Résumer l’intrigue foisonnante de ce roman aux dimensions inhabituelles pour un premier jet (cinq cent vingt pages bien remplies, soit tout autre chose que les tarifs syndicaux en vigueur de ce côté-ci des Pyrénées) nécessiterait, pour y être à peu près fidèle, la confection d’une carte. Accoutumé sans doute par son métier (économiste dans l’industrie, il est versé dans la « planification financière ») aux réseaux de liens de causes à effets complexes et aux raisonnements à grande échelle, Eduardo Gallarza, trente ans tout juste, donne avec cet énorme Soviet des fainéants un mélange de polar et de roman d’espionnage, mâtiné par surcroît d’un peu d’aventures et d’une admirable érudition historique. C’est, assez curieusement d’ailleurs (même si l’on sait qu’il a vécu à Paris et consacré quelques heures à la lecture de grands noms de la littérature hexagonale), dans la France des années trente que l’espagnol a choisi de situer l’action de ce livre généreusement débordant ; l’occasion pour lui de peindre dans une fresque délibérément démesurée la géographie et la culture d’un pays qu’il affectionne manifestement beaucoup et les déchirures d’une époque qui semble le fasciner : celle des bruits de botte, des feuilles fascisantes et de la lente propagation de la peste brune, sinistre promesse des années noires à venir.
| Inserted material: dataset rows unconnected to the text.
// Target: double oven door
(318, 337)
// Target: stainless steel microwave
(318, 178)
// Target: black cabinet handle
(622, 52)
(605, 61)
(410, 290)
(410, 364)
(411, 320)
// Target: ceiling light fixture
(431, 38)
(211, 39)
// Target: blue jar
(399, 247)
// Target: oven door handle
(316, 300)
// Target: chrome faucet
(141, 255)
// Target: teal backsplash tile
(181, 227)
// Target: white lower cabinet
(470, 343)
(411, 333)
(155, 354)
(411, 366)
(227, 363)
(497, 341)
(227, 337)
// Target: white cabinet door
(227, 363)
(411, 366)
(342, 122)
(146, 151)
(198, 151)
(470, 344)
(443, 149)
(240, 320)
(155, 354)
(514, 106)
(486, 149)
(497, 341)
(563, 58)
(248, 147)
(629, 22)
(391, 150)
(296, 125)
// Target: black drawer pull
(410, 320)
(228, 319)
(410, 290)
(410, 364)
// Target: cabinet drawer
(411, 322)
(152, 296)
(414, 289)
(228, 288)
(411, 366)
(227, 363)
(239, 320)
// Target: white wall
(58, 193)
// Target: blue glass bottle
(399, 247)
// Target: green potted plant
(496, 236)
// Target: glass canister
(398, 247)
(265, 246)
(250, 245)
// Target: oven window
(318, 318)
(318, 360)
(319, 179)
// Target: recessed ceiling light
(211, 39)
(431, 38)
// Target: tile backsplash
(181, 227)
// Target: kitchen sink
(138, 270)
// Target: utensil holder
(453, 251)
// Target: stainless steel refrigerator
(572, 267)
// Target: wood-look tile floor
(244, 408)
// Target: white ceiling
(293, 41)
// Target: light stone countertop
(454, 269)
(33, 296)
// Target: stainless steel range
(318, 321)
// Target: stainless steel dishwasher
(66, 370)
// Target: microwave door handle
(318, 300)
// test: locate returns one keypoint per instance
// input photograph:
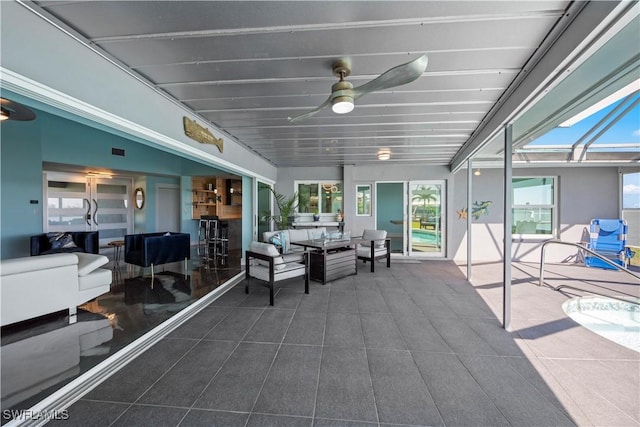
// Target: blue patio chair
(608, 237)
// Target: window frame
(553, 206)
(365, 203)
(319, 183)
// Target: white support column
(506, 267)
(469, 222)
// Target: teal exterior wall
(390, 206)
(20, 182)
(24, 146)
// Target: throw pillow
(275, 240)
(61, 241)
(270, 250)
(285, 242)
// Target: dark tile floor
(416, 344)
(41, 355)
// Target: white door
(168, 208)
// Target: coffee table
(331, 259)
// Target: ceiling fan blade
(313, 112)
(396, 76)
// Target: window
(534, 202)
(363, 200)
(631, 207)
(324, 197)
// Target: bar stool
(218, 239)
(204, 233)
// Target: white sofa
(293, 253)
(39, 285)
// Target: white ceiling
(247, 66)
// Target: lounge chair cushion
(377, 235)
(269, 250)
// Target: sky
(626, 130)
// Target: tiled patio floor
(412, 345)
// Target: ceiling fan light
(342, 105)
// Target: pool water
(615, 320)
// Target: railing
(581, 247)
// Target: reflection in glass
(363, 200)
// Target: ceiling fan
(343, 94)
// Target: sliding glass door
(263, 209)
(426, 211)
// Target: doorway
(427, 218)
(168, 208)
(413, 213)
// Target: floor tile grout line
(223, 363)
(366, 355)
(274, 359)
(324, 331)
(155, 382)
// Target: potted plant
(286, 209)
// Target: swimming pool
(615, 320)
(424, 237)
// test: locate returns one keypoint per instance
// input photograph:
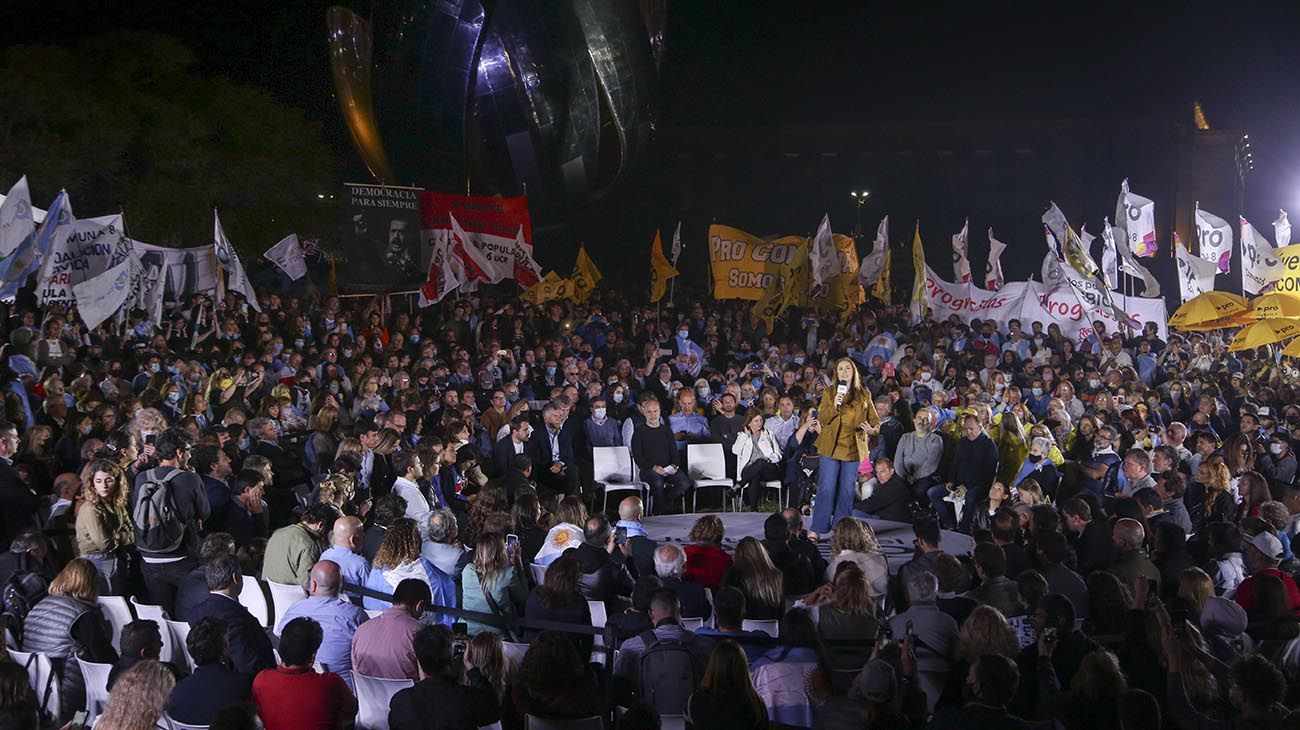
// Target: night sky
(737, 62)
Une ombre pacifiste et intimidante rôde pourtant au dessus de ces cinq cents pages haletantes, sans jamais cependant y apparaître directement : celle de Nicolas Tesla (1856-1943), authentique scientifique d’origine serbe auquel l’humanité doit, tout de même, l’invention du courant alternatif et l’idée d’installer une centrale électrique sous les chutes du Niagara (laquelle alimente d’ailleurs toujours New York de nos jours). Dans ces années trente au cours desquels les nuages noirs s’accumulent au dessus de la planète, Gallarza imagine un Tesla utopiste, caressant le doux projet de mettre la science à profit pour rendre les guerres impossibles. Las : la rumeur lui parvient que quelque part en France, un mauvais génie s’emploie à oeuvrer dans le sens inverse en concevant dans la clandestinité une redoutable arme de destruction massive ; fort préoccupé, il dépêche sur place son fidèle disciple, Henri Fèvre, dont on suivra les tribulations parisiennes et marseillaises tout au long de ce roman redoutablement touffu, subtilement nourri d’une documentation jamais envahissante et volontiers relevé d’une pointe d’humour. Gallarza, avec la fougue et l’enthousiasme de la jeunesse, nous mène des lambris des ministères aux patelins les plus reculés du Sud de la France, nous fait rencontrer des poètes et des comédiens russes, passe de la politique-fiction à la réflexion scientifique et de l’aventure à l’exégèse littéraire (on lira avec intérêt les passages consacrés au roman policier) sans nous laisser souffler un instant. On s’y perd parfois, tant sont nombreux les personnages et incessants les faits, indices, événements et retournements ; il n’est pour autant pas désagréable de se laisser emporter par les flots généreux de cette fresque pleine de talent et de courir derrière ce brillant espagnol dont le moins que l’on puisse dire est qu’il devrait faire parler de lui à l’avenir.